Самсон мотнул головой. Впрочем, его вид подтверждал слова Черепанова: вывалянный в снегу, встрепанный, потерявший шапку, со слипшимися белокурыми кудрями, прикрытыми клетчатым шарфом, с дрожащими руками и губами, отводящий бессмысленный взор, – юноша явно был не в себе.

– Милостивый государь! – вытянулся Черепанов. – Умоляю! Спасите золотое перо российской журналистики! Не дайте юноше погибнуть!

– Что же я могу? – городовой передернул плечами. – Я вас не держу. За полезные сведения благодарю, да там не мой участок.

– Мы вам признательны, но у нас на счету каждая минута! Распорядитесь доставить больного в медицинской карете по известному мне адресу! Обязуюсь его сопровождать!

– Это, пожалуй, возможно. – Городовой осторожно заглянул в карету. – Ваше благородие, тут пострадавшие.

Из кареты вылез мужчина в круглой каракулевой шапке, в черной шинели чиновничьего типа с каракулевым воротником, с серебряными пуговицами и маленьким эмалированным крестиком в петлице. Вид форменных шинелей действовал на Самсона умиротворяюще. Он не боялся даже кучера кареты, в шапке пирожком и поддевке с высокой талией.

Доктор, узнав, что имеет дело с журналистами, вызвался довезти пострадавшего до места назначения.

Всю дорогу Черепанов твердил врачу, осмотревшему и опросившему Самсона, что юноша в шоке, его надо доставить к тетушке – госпоже Лиркиной.

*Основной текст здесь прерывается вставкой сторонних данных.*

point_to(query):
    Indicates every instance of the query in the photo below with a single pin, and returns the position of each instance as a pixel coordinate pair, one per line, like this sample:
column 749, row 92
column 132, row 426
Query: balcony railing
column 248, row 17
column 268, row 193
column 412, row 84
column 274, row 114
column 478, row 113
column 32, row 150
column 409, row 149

Самсон не противоречил, понимая, что друг его лжет во благо. Стажера переполняла благодарность к коллеге, хотя никакого заговора макаровских извозчиков и не обнаружилось, а пьяный кучер был найденовским. Он был счастлив, что едет в безопасной медицинской карете, что рядом с ним заботливый доктор, рассказывает о своих героических подвигах… Сейчас карета возвращалась с вызова, где доктору пришлось освобождать детские головы, застрявшие в перекладинах никелированной кровати. Добро бы один ребенок попал в переделку, а то только освободили малыша, как и старшенький вздумал повторить его подвиг. Доктор категорически уверял, что в подобных случаях следовало бы обращаться к пожарным, а не эксплуатировать медиков… Наконец карета остановилась, и Самсон, бережно поддерживаемый Фалалеем Черепановым, ступил на обледенелую твердь тротуара.